The man with the chain saw has come and gone and now the wood lies strewn about our yard.
Mostly pine, it is fresh and sticky and heavy. It is too green and too laden with sap to be used immediately. In fact, it will need to dry for two years before it is ripe enough for firewood. For several reasons: fresh wood doesn’t burn as well or as efficiently as dried wood; and I imagine that fresh sap cannot be good for our chimney.
I grab our Hechinger wheelbarrow (too historic to replace though it has one dented leg and is a bit metal-fatigued, but it still hauls just fine; I should only be so functional when in such shape), round up the logged loot and begin to build a new wood pile that will lay there til the winter of 2011/2012 (we should all live and be well!).
As I did so, it occurred to me that here I was, working hard to store away goods that I will not touch, and will not use, for at least two years. How odd that feels in a world of immediate gratification, instantaneous communication, and 24/7 access.
Waiting, it seems, is a fading art. Where else, I wondered, do we labor so hard only to then sit and wait?
A good meal from our oven. But that is only a matter of minutes or hours at the most.
College acceptances (the last throes of which my youngest son is now experiencing). But here too that is at most only five or six months, albeit excruciating ones.
Business. Turning a profit. But we don’t actually totally wait. We labor over it every day and sometimes take advances, unrealized future profit, to tie us over. Indeed the inability to occasionally defer this quarter’s gains is part of the national malady that prevents us from making the green investments we need.

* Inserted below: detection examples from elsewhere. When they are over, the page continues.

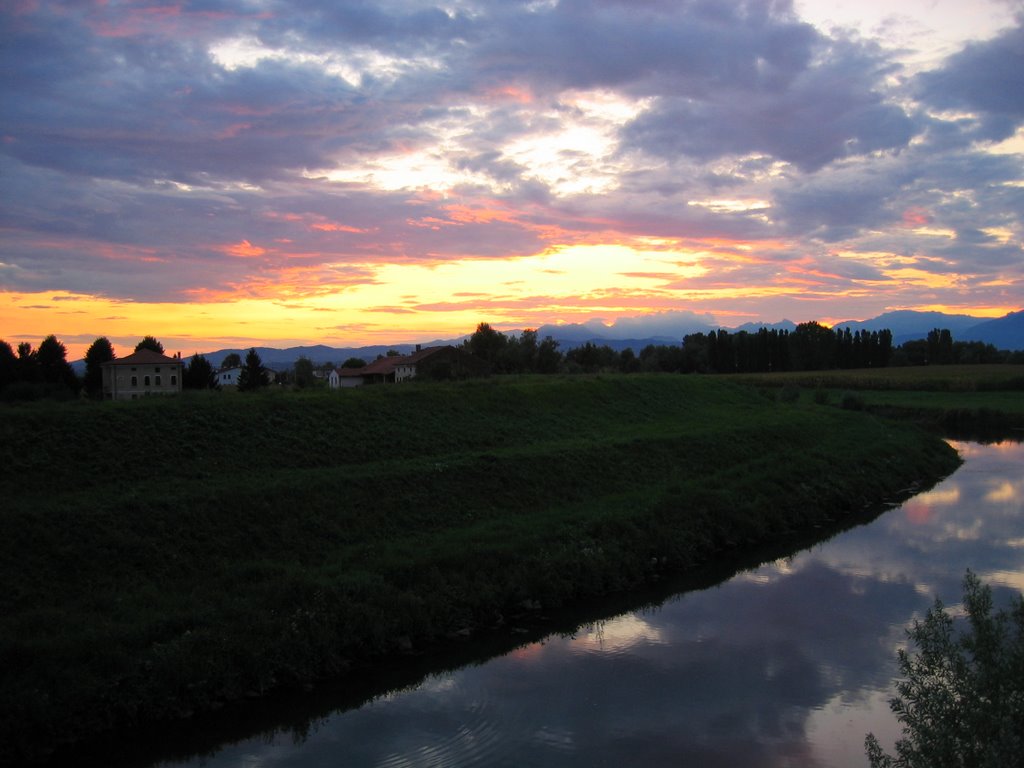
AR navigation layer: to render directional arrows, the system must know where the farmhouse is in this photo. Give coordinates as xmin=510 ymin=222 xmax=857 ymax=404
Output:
xmin=328 ymin=345 xmax=490 ymax=389
xmin=216 ymin=366 xmax=242 ymax=389
xmin=100 ymin=349 xmax=183 ymax=400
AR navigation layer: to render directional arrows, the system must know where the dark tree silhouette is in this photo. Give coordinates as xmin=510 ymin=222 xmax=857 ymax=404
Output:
xmin=181 ymin=352 xmax=219 ymax=389
xmin=239 ymin=347 xmax=270 ymax=392
xmin=865 ymin=571 xmax=1024 ymax=768
xmin=84 ymin=336 xmax=117 ymax=397
xmin=36 ymin=334 xmax=78 ymax=390
xmin=0 ymin=339 xmax=17 ymax=389
xmin=295 ymin=357 xmax=316 ymax=389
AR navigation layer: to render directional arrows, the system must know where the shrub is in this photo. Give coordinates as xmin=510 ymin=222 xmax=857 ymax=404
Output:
xmin=864 ymin=570 xmax=1024 ymax=768
xmin=839 ymin=392 xmax=864 ymax=411
xmin=778 ymin=384 xmax=800 ymax=402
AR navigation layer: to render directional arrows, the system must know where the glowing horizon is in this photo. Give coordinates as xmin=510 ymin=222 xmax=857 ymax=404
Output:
xmin=0 ymin=0 xmax=1024 ymax=358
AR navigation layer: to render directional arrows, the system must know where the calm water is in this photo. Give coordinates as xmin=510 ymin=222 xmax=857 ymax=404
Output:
xmin=151 ymin=442 xmax=1024 ymax=768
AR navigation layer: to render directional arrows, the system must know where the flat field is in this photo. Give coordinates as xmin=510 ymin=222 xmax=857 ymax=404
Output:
xmin=0 ymin=375 xmax=958 ymax=762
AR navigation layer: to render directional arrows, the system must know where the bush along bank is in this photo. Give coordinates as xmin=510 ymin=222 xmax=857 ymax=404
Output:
xmin=0 ymin=376 xmax=957 ymax=759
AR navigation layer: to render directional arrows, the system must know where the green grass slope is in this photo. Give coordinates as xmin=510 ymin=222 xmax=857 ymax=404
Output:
xmin=0 ymin=376 xmax=957 ymax=762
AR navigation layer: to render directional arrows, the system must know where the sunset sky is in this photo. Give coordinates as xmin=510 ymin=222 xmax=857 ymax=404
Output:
xmin=0 ymin=0 xmax=1024 ymax=358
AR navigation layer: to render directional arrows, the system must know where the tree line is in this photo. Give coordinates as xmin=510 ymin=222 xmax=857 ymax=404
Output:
xmin=0 ymin=322 xmax=1024 ymax=400
xmin=0 ymin=335 xmax=232 ymax=400
xmin=463 ymin=322 xmax=1024 ymax=374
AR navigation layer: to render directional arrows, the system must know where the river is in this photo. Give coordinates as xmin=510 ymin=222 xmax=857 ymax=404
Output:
xmin=101 ymin=442 xmax=1024 ymax=768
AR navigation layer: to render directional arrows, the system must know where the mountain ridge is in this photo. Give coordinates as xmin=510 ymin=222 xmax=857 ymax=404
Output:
xmin=195 ymin=309 xmax=1024 ymax=368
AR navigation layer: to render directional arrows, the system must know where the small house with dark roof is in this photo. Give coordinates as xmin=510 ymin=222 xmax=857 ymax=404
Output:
xmin=329 ymin=346 xmax=490 ymax=388
xmin=100 ymin=349 xmax=184 ymax=400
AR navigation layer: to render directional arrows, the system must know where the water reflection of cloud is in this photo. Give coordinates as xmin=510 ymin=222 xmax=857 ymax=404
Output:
xmin=985 ymin=480 xmax=1021 ymax=504
xmin=569 ymin=613 xmax=663 ymax=653
xmin=978 ymin=570 xmax=1024 ymax=593
xmin=155 ymin=446 xmax=1024 ymax=768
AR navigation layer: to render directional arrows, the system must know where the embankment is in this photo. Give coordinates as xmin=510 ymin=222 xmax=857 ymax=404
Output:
xmin=0 ymin=376 xmax=957 ymax=761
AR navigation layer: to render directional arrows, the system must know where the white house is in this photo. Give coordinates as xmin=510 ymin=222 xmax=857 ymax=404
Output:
xmin=217 ymin=366 xmax=242 ymax=389
xmin=100 ymin=349 xmax=184 ymax=400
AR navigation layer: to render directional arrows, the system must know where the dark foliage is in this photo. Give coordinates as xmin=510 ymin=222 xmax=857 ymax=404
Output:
xmin=83 ymin=336 xmax=117 ymax=397
xmin=865 ymin=571 xmax=1024 ymax=768
xmin=181 ymin=352 xmax=220 ymax=389
xmin=239 ymin=348 xmax=270 ymax=392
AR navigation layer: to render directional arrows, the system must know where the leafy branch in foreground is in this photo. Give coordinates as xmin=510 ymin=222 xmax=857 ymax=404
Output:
xmin=864 ymin=570 xmax=1024 ymax=768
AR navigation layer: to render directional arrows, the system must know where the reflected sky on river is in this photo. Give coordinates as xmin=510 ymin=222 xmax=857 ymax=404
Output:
xmin=163 ymin=442 xmax=1024 ymax=768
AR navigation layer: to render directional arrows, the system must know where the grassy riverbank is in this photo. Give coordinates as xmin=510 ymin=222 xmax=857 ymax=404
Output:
xmin=728 ymin=366 xmax=1024 ymax=439
xmin=0 ymin=376 xmax=957 ymax=762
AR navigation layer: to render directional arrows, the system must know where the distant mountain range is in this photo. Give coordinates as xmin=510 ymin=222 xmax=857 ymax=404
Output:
xmin=190 ymin=310 xmax=1024 ymax=370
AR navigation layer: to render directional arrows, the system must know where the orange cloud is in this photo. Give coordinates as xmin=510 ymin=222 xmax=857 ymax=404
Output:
xmin=903 ymin=208 xmax=933 ymax=228
xmin=216 ymin=240 xmax=266 ymax=259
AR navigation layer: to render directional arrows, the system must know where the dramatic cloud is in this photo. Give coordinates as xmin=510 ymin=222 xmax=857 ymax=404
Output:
xmin=0 ymin=0 xmax=1024 ymax=354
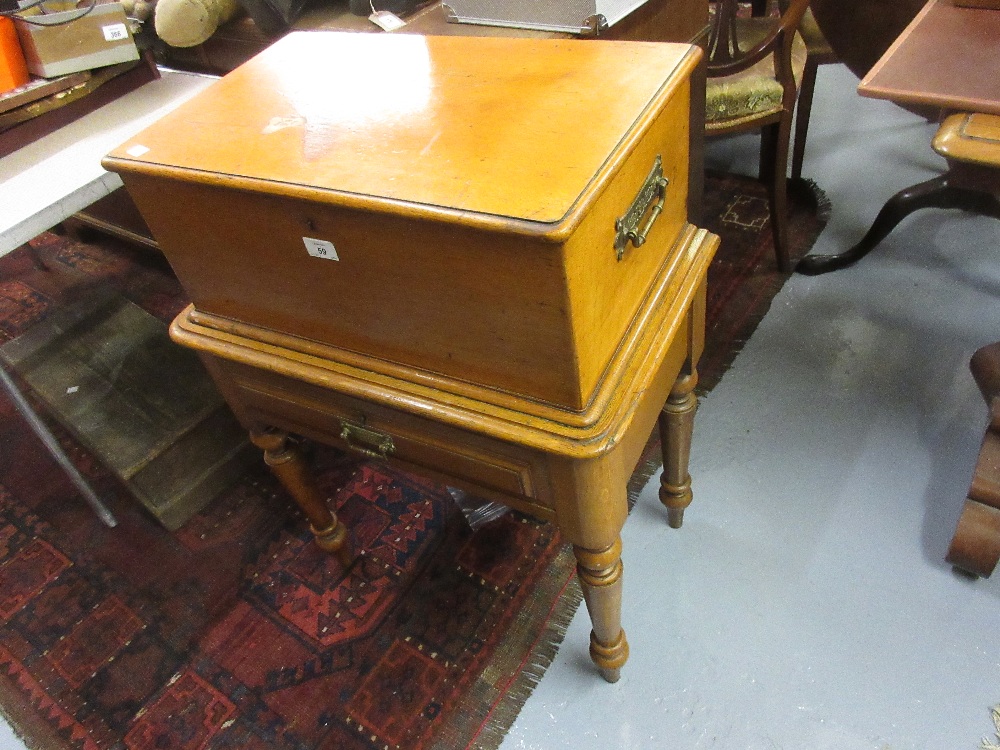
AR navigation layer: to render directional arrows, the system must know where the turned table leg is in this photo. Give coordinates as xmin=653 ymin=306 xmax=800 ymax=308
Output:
xmin=250 ymin=429 xmax=353 ymax=568
xmin=573 ymin=538 xmax=628 ymax=682
xmin=659 ymin=371 xmax=698 ymax=529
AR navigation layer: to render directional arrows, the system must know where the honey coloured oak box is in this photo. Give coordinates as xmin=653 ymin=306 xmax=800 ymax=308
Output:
xmin=105 ymin=32 xmax=718 ymax=681
xmin=99 ymin=32 xmax=698 ymax=412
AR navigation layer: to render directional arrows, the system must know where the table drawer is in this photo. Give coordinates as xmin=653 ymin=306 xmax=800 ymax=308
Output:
xmin=223 ymin=362 xmax=552 ymax=518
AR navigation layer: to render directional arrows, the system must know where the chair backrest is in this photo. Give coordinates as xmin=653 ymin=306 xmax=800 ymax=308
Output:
xmin=708 ymin=0 xmax=809 ymax=81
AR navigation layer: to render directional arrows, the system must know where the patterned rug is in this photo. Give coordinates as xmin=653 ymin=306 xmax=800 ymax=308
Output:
xmin=0 ymin=176 xmax=823 ymax=750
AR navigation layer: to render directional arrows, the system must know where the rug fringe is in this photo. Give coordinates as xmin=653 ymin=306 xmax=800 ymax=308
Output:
xmin=430 ymin=545 xmax=583 ymax=750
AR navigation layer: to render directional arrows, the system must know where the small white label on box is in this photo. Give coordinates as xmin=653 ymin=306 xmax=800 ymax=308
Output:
xmin=101 ymin=23 xmax=128 ymax=42
xmin=302 ymin=242 xmax=340 ymax=260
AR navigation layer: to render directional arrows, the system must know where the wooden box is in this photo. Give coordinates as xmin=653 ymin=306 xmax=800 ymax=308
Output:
xmin=14 ymin=3 xmax=139 ymax=78
xmin=99 ymin=32 xmax=700 ymax=413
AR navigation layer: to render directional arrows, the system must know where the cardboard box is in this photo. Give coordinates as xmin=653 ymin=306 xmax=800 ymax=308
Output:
xmin=0 ymin=17 xmax=28 ymax=94
xmin=441 ymin=0 xmax=646 ymax=36
xmin=14 ymin=3 xmax=139 ymax=78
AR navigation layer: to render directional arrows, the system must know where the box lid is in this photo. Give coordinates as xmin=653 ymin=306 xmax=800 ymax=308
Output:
xmin=105 ymin=31 xmax=697 ymax=229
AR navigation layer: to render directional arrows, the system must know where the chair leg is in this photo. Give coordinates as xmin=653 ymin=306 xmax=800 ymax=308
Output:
xmin=792 ymin=58 xmax=819 ymax=180
xmin=760 ymin=122 xmax=792 ymax=273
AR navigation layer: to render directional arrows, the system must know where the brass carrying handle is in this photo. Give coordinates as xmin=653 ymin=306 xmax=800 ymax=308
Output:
xmin=340 ymin=419 xmax=396 ymax=461
xmin=615 ymin=154 xmax=670 ymax=260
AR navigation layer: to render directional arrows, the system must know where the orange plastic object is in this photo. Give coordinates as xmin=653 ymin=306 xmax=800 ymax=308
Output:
xmin=0 ymin=16 xmax=29 ymax=94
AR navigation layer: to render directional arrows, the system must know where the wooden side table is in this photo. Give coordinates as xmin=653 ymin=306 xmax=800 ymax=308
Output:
xmin=946 ymin=342 xmax=1000 ymax=578
xmin=104 ymin=31 xmax=718 ymax=681
xmin=795 ymin=0 xmax=1000 ymax=276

So that brings me back to nature. Nature forces us, teaches us, to wait. We plant a field and wait for it to ripen. We plant a tree and wait for it to bring forth fruit. We throw things away and wait for waste to become humus. We wait for the seasons. We wait for the healing to be complete. We wait for the pregnancy to come to term.
We may have microwave ovens and high speed transit and instant communication. But nature cannot be rushed. It will move at its own speed. We cannot force time, or do so only at our distinct peril.
Though waiting was the norm in times gone by, it has become a spiritual discipline that we must re-learn today.
Faith teaches us about waiting. Waiting for blessings, waiting for redemption. The Psalms speak about waiting, yearning and waiting. Shabbat teaches us waiting, resting and waiting.
There are six other days of the week we are to labor to bring the redemption, to make our food and tend to the needy. Shabbat is a day of deferring our work, of celebrating enough, of sitting, of being and waiting.
Waiting teaches us that not everything is in our hands. Not everything can be forced, not everything can be scheduled, not everything comes when it is bidden.
So we must learn to wait.
And if we can allow ourselves to settle deeply into this waiting, if we can breathe with the seasons, slow into time, then perhaps a sweet and restorative portion of peace will be ours.